I watched as he reached into his bag and pulled out a large transparent bag of liquid, with a plastic tube attached.
“Saline,” he said, connecting the tube to the cannula in Darren’s hand. “Not as good as whole blood, but it’s all we’ve got.”
He held the bag up and squeezed it to speed up the transfer of the liquid into Darren.
“Now it’s time to blue-light this chap to hospital. He’ll need immediate surgery to stop the internal bleeding.”
His colleague went out and returned with a stretcher, a high-tech black and yellow contraption on wheels, which he positioned alongside Darren. The two ambulance men then moved so that one was at his head, the other at his feet.
“All right, ease the pressure slightly as we lift him. One, two, three—lift.”
Grabbing his shoulders and his ankles, they lifted Darren easily onto the stretcher.
“Thank you,” said one paramedic to me. “I’ll take over the pressure now.”
I lifted my saturated polo shirt off Darren. Blood immediately started to leak out of the wound, but not as fast as before. The paramedic replaced my shirt with a large sterile pad, to which he applied pressure with a blue-gloved hand.
Far more hygienic.
The other one hung the saline drip on a pole attached to the stretcher, before placing a bright red cellular blanket across Darren’s legs and feet. I wondered if ambulance blankets were coloured red so that you couldn’t see the blood.
Together the two men wheeled the stretcher quickly out of the house, and then up the ramp into the ambulance, while Amanda and I followed with the rest of their equipment.
“Where are you taking him?” I asked the one who slammed shut the back doors of the ambulance and ran forward to drive.

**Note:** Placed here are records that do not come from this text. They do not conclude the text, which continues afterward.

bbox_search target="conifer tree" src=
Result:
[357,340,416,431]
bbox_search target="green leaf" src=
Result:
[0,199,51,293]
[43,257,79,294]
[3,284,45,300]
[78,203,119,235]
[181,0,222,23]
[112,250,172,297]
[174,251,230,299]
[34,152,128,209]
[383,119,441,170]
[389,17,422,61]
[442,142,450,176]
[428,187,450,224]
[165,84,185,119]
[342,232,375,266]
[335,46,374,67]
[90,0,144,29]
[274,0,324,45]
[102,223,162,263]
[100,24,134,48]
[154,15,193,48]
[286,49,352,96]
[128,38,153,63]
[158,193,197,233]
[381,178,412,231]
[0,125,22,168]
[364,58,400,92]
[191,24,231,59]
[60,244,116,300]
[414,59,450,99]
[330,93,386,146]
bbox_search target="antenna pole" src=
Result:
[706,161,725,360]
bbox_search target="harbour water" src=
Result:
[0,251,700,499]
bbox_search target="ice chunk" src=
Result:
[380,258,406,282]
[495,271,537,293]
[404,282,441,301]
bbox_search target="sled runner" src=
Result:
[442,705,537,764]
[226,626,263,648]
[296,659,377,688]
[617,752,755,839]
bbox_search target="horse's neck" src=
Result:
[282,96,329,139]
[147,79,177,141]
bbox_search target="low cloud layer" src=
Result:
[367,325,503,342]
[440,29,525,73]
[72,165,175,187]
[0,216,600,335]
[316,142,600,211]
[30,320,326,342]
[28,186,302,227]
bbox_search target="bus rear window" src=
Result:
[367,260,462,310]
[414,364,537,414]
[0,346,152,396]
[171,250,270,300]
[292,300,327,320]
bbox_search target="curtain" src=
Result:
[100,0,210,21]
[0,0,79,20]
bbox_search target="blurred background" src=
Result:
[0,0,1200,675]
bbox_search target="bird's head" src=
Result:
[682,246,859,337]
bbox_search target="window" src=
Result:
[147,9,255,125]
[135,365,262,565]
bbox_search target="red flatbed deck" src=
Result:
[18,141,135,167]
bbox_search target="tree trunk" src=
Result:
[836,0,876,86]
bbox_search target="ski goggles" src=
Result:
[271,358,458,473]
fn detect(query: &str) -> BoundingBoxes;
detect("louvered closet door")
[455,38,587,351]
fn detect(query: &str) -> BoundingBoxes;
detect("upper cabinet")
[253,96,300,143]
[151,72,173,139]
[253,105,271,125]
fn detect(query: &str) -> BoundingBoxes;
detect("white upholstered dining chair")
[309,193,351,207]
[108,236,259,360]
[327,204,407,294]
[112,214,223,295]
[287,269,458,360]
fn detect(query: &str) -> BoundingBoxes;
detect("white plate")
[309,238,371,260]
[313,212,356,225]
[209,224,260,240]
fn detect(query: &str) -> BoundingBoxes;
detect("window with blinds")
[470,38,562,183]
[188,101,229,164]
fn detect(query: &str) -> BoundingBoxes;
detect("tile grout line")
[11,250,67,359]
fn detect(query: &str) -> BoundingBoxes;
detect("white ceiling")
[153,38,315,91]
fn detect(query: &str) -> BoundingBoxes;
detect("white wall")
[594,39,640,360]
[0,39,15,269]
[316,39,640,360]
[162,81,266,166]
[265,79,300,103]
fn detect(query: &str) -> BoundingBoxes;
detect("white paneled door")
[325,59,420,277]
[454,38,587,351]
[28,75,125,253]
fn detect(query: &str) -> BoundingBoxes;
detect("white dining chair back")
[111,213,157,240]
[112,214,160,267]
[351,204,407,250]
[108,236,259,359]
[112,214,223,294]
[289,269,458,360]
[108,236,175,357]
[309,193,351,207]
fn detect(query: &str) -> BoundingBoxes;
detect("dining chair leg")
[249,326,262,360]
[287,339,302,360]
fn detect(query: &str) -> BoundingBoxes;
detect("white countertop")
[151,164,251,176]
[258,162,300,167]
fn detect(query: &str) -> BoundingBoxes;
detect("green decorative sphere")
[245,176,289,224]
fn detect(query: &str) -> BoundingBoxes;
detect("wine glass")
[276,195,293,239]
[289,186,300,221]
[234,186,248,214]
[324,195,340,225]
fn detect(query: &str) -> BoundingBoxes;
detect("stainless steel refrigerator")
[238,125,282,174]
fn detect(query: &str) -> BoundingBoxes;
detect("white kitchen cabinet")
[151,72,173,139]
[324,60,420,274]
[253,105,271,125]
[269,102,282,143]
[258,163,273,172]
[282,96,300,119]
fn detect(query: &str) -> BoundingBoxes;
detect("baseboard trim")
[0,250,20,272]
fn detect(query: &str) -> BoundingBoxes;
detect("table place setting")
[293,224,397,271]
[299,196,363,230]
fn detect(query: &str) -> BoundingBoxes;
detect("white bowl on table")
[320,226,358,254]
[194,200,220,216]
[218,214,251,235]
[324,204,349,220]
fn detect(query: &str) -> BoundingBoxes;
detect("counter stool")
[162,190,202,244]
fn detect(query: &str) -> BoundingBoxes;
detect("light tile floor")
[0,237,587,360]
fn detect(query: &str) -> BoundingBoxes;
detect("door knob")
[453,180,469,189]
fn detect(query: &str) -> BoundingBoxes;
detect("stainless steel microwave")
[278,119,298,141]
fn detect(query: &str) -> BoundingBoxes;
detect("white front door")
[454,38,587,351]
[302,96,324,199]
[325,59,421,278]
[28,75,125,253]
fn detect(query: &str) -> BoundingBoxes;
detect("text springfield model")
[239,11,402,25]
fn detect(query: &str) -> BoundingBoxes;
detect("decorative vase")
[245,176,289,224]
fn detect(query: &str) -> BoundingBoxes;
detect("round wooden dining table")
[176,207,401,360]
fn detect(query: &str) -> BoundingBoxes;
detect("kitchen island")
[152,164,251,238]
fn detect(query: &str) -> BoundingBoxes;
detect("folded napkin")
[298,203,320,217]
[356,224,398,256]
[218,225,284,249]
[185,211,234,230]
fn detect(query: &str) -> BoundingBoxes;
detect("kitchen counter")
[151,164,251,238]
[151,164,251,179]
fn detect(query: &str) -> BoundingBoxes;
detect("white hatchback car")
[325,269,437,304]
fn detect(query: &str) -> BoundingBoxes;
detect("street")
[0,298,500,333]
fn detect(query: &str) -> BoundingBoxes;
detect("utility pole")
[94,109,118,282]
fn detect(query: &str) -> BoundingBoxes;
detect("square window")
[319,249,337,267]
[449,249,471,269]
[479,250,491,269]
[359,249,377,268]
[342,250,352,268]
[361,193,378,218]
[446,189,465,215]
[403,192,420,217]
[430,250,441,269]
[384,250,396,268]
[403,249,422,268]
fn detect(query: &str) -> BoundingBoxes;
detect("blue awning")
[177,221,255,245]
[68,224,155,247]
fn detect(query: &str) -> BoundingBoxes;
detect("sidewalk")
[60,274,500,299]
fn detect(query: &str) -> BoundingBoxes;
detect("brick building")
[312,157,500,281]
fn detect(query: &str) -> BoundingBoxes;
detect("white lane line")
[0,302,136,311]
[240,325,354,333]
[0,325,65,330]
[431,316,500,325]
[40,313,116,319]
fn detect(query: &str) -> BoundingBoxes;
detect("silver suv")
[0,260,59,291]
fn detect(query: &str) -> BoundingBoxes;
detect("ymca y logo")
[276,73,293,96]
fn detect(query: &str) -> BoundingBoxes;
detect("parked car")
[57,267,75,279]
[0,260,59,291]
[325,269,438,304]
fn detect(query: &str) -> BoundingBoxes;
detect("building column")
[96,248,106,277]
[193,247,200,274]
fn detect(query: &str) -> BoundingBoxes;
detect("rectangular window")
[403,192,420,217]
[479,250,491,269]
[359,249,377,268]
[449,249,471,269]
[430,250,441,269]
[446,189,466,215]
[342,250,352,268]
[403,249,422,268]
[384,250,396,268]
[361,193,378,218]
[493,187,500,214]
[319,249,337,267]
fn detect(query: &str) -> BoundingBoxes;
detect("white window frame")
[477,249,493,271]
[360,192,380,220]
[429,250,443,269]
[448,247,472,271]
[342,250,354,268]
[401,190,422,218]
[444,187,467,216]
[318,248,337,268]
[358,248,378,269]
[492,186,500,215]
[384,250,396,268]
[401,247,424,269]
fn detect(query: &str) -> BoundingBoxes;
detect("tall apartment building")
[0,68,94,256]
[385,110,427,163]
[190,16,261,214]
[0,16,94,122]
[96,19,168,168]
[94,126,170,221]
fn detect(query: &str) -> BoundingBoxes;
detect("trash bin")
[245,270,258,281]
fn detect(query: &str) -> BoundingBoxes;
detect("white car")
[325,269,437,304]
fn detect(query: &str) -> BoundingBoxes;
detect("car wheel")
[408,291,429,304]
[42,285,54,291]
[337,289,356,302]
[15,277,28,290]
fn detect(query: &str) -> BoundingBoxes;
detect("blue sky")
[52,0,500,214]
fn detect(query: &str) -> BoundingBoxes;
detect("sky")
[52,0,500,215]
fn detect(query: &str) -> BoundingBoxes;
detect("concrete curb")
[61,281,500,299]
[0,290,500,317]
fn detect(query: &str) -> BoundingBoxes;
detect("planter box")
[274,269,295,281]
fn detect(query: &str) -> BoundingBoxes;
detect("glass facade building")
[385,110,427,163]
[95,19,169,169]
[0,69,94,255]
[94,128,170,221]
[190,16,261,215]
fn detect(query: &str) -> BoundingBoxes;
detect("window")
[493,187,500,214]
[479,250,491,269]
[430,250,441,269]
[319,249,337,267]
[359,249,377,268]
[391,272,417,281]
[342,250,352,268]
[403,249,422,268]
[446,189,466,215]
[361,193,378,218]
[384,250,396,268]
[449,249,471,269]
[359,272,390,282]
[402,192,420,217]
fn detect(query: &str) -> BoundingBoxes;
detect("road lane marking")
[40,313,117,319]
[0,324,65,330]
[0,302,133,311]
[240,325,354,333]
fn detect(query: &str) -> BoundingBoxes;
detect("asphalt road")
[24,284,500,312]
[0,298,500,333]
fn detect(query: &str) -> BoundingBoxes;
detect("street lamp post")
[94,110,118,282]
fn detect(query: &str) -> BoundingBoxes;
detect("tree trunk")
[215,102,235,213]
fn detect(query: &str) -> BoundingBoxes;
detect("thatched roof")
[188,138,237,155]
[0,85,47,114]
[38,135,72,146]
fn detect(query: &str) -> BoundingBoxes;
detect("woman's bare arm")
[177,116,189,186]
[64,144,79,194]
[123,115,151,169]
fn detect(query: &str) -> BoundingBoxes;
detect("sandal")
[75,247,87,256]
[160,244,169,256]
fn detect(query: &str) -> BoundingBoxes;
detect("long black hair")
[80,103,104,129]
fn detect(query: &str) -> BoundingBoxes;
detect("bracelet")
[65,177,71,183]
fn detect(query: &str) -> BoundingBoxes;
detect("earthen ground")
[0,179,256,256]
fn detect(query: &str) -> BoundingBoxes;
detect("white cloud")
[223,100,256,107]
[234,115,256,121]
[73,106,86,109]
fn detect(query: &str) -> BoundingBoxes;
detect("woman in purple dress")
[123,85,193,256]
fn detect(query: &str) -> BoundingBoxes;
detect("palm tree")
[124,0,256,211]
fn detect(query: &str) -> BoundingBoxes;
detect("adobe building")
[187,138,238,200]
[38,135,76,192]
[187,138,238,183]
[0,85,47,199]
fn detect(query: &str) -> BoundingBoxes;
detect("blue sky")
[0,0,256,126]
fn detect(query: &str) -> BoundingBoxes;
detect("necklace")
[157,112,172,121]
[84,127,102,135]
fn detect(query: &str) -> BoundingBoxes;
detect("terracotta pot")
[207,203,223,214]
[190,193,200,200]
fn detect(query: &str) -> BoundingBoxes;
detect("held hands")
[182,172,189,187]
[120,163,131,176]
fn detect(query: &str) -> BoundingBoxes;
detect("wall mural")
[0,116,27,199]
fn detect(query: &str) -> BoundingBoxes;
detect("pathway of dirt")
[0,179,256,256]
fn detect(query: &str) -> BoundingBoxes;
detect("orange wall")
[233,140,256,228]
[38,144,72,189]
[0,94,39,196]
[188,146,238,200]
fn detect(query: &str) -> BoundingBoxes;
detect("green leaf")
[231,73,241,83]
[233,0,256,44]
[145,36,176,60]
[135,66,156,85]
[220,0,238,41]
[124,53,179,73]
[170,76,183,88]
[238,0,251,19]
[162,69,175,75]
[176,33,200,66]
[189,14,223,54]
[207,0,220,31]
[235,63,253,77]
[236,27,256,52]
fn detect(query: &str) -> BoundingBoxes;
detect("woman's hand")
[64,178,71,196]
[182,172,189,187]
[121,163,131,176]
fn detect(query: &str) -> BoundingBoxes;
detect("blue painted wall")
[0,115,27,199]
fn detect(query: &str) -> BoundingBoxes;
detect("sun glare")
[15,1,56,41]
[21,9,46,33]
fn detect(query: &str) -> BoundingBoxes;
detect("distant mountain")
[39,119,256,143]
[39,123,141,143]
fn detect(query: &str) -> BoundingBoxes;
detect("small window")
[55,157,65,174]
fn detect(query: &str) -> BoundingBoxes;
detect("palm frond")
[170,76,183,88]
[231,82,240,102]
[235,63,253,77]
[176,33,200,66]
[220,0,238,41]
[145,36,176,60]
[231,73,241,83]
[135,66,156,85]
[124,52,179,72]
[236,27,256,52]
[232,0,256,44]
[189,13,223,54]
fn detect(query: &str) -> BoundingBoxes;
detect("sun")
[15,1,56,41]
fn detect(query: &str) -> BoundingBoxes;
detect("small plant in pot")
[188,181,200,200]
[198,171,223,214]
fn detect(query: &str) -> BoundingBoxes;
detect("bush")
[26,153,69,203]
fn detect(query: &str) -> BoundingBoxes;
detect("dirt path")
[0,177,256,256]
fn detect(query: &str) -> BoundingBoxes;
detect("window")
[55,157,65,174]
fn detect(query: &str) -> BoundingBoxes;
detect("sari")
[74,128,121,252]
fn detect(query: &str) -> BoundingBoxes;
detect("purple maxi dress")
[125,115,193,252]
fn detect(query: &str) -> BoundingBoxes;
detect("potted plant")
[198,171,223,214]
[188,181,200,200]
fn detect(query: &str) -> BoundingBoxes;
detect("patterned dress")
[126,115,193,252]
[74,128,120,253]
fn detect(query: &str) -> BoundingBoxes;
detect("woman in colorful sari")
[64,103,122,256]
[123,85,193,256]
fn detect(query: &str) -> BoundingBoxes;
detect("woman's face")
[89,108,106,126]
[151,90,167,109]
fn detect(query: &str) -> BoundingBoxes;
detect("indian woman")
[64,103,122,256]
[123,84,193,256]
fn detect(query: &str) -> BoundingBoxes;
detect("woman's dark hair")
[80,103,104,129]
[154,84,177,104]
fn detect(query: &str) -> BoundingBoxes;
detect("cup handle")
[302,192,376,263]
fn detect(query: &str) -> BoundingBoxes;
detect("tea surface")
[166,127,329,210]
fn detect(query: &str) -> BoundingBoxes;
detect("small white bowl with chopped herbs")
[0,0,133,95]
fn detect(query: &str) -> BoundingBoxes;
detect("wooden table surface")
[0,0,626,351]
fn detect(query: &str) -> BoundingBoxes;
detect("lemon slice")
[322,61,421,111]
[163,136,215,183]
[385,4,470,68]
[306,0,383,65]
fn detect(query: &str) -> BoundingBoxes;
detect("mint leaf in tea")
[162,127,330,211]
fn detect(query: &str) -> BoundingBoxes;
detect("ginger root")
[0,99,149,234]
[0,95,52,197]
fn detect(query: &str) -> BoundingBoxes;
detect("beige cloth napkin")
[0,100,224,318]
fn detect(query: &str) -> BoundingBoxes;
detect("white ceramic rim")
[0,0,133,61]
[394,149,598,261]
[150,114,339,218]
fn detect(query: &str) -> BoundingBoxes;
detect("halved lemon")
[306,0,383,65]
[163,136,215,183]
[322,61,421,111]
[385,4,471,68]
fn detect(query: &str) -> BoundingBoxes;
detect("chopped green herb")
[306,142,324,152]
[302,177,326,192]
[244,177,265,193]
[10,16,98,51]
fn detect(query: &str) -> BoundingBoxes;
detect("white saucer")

“The nearest emergency department is at the Royal Berkshire Hospital in Reading.”
I knew it well.
“Will he live?” I asked him quietly so Amanda wouldn’t hear.
“I don’t know,” he said, shooting me a forlorn glance. “But we’ll do our best.”
He gunned the engine and they were away, the siren again blaring loudly.
And at that point, to further complicate matters, the police finally arrived.